The Brexit Timeline As Parliament Backs Article 50 Extension

With the wind blowing towards a shorter delay to the Brexit process and Parliament seemingly reluctant to back an alternative option, we suspect Prime Minister May will continue to struggle to convince the Brexiteers to back her deal over the coming week.

The key Brexit dates over coming weeks & months

Source; ING, HM Government

May's challenge to the Brexiteers

It has been another rollercoaster week in Westminster, but the key development is that lawmakers have voted to ask the EU for a delay to the 29 March Brexit deadline.

Brussels will decide how long this should last at the European Council meeting on 21/22 March. But in the meantime, the stage is set for another crucial vote on the Prime Minister's Brexit deal - most likely next week. After the events of the past few days, the message from Theresa May to her Brexiteers is clear.

Back the current deal and the UK will leave the EU by the end of June, or reject it, and the door opens to a much longer delay, indicative votes on different Brexit options (which could see a softer outcome or no EU exit at all) and European Parliamentary elections. 

The question is: will this thinly-veiled threat help get May's deal over the line on the third attempt?
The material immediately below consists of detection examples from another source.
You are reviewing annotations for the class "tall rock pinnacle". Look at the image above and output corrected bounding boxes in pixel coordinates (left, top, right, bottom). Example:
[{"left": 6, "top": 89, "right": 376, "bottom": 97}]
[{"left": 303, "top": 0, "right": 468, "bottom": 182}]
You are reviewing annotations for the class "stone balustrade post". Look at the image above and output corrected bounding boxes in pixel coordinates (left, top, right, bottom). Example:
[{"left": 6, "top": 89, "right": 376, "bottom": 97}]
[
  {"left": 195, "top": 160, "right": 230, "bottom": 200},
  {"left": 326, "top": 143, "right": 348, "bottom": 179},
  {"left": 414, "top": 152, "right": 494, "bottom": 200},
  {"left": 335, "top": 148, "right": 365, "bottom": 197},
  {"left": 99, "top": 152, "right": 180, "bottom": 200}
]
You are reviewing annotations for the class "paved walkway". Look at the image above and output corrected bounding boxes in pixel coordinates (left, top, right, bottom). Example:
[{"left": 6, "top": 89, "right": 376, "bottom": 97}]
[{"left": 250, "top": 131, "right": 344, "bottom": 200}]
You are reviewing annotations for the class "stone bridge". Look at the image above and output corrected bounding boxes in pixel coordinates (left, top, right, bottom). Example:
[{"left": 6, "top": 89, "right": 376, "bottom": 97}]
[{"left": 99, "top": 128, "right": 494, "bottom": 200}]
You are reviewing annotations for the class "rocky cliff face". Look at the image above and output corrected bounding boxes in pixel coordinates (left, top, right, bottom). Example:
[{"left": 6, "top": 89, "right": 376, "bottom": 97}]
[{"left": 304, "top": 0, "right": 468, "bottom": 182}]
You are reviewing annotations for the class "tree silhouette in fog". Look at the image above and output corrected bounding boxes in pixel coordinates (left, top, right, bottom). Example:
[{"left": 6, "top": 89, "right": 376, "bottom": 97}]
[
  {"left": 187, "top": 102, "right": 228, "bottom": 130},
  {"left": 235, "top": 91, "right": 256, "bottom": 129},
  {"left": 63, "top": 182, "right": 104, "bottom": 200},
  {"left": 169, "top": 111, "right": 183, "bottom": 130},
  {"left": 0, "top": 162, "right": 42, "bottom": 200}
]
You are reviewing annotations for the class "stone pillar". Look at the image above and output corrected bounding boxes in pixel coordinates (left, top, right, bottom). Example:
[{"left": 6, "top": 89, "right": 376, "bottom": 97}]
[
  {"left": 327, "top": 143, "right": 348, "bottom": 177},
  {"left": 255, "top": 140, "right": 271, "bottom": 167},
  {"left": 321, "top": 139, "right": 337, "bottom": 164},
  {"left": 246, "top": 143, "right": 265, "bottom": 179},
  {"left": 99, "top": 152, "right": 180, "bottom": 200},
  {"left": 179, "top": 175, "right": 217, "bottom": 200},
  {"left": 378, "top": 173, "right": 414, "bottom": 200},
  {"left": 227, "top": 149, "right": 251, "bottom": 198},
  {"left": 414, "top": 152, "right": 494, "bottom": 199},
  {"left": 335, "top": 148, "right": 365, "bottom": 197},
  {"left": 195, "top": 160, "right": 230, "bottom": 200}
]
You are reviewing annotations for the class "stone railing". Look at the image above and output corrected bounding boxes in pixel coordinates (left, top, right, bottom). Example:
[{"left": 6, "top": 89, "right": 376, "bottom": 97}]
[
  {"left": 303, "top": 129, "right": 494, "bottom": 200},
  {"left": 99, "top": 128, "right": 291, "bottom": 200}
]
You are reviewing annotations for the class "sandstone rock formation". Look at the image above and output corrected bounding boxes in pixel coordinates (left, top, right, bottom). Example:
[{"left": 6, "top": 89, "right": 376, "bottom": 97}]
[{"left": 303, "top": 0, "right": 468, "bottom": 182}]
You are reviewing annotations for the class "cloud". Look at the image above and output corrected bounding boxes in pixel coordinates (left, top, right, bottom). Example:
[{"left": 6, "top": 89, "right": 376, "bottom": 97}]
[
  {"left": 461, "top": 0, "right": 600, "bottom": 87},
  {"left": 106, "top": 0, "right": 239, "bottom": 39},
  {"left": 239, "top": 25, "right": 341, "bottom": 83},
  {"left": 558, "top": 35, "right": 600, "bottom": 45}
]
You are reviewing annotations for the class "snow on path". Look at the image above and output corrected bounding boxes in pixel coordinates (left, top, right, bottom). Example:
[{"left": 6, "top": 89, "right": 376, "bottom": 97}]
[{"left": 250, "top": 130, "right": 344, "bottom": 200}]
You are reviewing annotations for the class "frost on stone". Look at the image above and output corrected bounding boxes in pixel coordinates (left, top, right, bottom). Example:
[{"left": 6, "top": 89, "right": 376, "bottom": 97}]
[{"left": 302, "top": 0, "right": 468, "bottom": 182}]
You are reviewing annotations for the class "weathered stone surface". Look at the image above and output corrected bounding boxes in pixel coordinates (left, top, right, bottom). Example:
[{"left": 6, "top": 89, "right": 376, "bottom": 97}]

The answer, we suspect, is 'no' - and the reason for this has a lot to do with the choreography of the next few days and weeks.

Tuesday - Possible third meaningful vote on May's deal

Rather like the third iteration of a disappointing film trilogy, many may well be questioning why the Prime Minister is attempting what is being dubbed 'Meaningful Vote 3'. After all, May's deal was defeated by 149 votes on Wednesday evening, one of the largest government defeats on record. What's more, the EU has made it pretty clear that the UK has extracted all the reassurances it is going to get on the contentious Irish backstop. 

There is a lot of focus on the UK Attorney General Geoffrey Cox, who is reportedly in talks with the Democratic Unionist Party (DUP) to see how he can change his legal advice on the Irish backstop. Remember the theory goes that if the government can win over the DUP, then many Conservative MPs, as well as some Labour lawmakers, may follow in backing the deal.